Researchers develop program aimed at reducing dating violence among students
A program developed to encourage healthy relationships and reduce dating violence was effective among early middle school students, according to results of a study published in the American Journal of Public Health by researchers at The University of Texas Health Science Center at Houston (UTHealth).
The intervention program, named Me & You: Building Healthy Relationships, was one of the first created to reduce dating violence perpetration and victimization among early middle school ethnic-minority students. The program, created by researchers at UTHealth School of Public Health, uses a life skills decision-making model, which is important for improving cognitive skills needed for healthy youth relationships.
"These life skills are necessary for increasing abilities related to developing and maintaining healthy relationships with dating partners, but also with friends and family members. These skills help teach youth better communication and problem-solving." said Melissa Peskin, Ph.D., the study's first and corresponding author. She said it is also one of the only intervention programs that includes interactive technology.

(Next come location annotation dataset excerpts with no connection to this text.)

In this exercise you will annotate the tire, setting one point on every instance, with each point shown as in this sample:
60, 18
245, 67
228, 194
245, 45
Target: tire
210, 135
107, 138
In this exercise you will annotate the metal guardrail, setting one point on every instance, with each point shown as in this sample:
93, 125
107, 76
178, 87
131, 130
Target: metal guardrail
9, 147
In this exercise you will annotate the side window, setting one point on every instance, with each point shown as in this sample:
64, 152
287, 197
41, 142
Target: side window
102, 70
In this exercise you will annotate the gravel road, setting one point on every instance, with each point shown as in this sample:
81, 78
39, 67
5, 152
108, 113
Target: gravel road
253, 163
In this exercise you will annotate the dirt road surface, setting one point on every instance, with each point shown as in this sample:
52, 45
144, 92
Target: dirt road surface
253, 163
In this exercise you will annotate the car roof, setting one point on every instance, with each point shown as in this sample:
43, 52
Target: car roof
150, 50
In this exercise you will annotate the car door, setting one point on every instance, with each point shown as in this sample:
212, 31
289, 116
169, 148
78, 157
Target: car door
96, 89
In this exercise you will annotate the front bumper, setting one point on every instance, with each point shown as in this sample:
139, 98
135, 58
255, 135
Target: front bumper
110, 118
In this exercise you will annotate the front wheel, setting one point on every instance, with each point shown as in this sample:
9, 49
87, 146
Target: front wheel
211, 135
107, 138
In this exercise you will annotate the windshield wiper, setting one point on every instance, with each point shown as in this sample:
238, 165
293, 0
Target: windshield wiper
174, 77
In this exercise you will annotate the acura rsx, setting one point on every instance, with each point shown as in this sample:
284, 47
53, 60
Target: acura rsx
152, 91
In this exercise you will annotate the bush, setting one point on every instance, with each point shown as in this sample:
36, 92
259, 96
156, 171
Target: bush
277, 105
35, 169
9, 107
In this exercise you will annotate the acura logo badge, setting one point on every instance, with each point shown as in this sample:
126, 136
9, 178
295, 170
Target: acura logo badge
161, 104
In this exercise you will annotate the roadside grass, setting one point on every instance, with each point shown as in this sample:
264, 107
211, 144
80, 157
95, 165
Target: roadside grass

According to a 2018 study, nearly half of urban early middle school youth in dating relationships reported being victimized either physically or emotionally by a dating partner and a third reported perpetrating dating violence. If left unaddressed, consequences of adolescent dating violence can lead to substance abuse, depression, suicidal ideation, and adult domestic violence.
The randomized controlled trial was conducted in a large, urban, southeast Texas school district. Sixth graders in the district who were taking either a health or physical education class, spoke English, and were not enrolled in special education classes, were eligible to participate. Parental consent was required.
Of the 921 students who had parental permission, 826 completed the baseline survey, 736 completed the follow-up survey, and 709 completed the second follow-up survey.
The study had three components: student, school, and parent. The school component included instructor training where educators were given instruction on effective teaching, how to recognize and respond to instances of dating violence, and how to refer students to appropriate resources if dating violence was suspected.
The parental portion involved take-home lessons with interactive discussions to help promote better communication about dating expectations, healthy relationships (both friendship and dating), and advice on how to get out of an unhealthy relationship.
"It's important for parents to talk with their children about their expectations related to dating and the importance of healthy relationships," said Peskin.
At the first follow-up, compared to other students, intervention students reported a greater negative perception of dating violence, more negative attitudes regarding sexting, and greater conflict-resolution skills.
At the second follow-up, about one year later, incidence of dating violence perpetration among youth who received the intervention was 54% lower than among youth who did not receive the intervention. Also, the likelihood of threatening dating violence/victimization and sexual dating violence/victimization was lower among intervention students.
Peskin reiterated the value of changing attitudes towards violence. "When a youth has less favorable perceptions about violence and more skills for solving conflicts, they may be less likely to perpetrate violence," said Peskin.